- French: Genèse
- Directed by: Philippe Lesage
- Written by: Philippe Lesage
- Produced by: Galilé Marion-Gauvin
- Starring: Théodore Pellerin Noée Abita Pier-Luc Funk
- Cinematography: Nicolas Canniccioni
- Edited by: Mathieu Bouchard-Malo
- Production company: Productions l'Unite Centrale
- Release date: August 5, 2018 (Locarno);
- Running time: 129 minutes
- Country: Canada
- Language: French

= Genesis (2018 Canadian film) =

Genesis (Genèse) is a Canadian drama film, directed by Philippe Lesage and released in 2018. The film stars Théodore Pellerin and Noée Abita as Guillaume Bonnet and Charlotte, teenage half-siblings simultaneously struggling with romance; Charlotte is in a relationship with Maxime (Pier-Luc Funk), but is reeling from his proposal that they change to an open relationship, while Guillaume is a student at an all-boys boarding school who is developing a romantic and sexual attraction to his classmate Nicolas (Jules Roy Sicotte).

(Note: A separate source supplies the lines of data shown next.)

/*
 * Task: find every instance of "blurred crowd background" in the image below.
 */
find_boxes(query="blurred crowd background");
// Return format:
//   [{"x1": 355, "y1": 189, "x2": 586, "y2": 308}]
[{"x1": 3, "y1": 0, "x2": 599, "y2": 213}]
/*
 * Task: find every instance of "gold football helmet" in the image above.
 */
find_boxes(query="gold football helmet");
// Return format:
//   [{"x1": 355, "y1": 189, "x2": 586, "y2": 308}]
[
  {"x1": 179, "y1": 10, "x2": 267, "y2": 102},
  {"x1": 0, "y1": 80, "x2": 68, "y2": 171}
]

The cast also includes Paul Ahmarani, Rose-Marie Perreault, Jean-Simon Leduc, Amaryllis Tremblay and Mylène Mackay. The film also includes a segment which shifts to focus on the story of Félix (Édouard Tremblay-Grenier), the lead character of Lesage's 2015 film The Demons (Les Démons).

The film premiered at the Locarno Festival in the International Competition.

==Awards==
The film has won numerous awards including the Golden Wolf at the Festival du nouveau cinéma, Best Film and Best Director Awards at Seminci in Valladolid (Spain) and Best Film at Los Cabos International Film Festival (Mexico) festivals.

The film received an honorable mention for the Best Canadian Film award at the 2018 Vancouver International Film Festival. In December 2018, the Toronto International Film Festival named the film to its annual year-end Canada's Top Ten list.

Genesis received three Canadian Screen Award nominations at the 7th Canadian Screen Awards, for Best Picture, Best Original Screenplay (Lesage) and Best Supporting Actor (Ahmarani). It also received five Prix Iris nominations at the 21st Quebec Cinema Awards, for Best Film, Best Actor (Pellerin), Best Supporting Actor (Funk), Best Editing (Mathieu Bouchard-Malo) and Best Make-Up (Dominique T. Hasbani).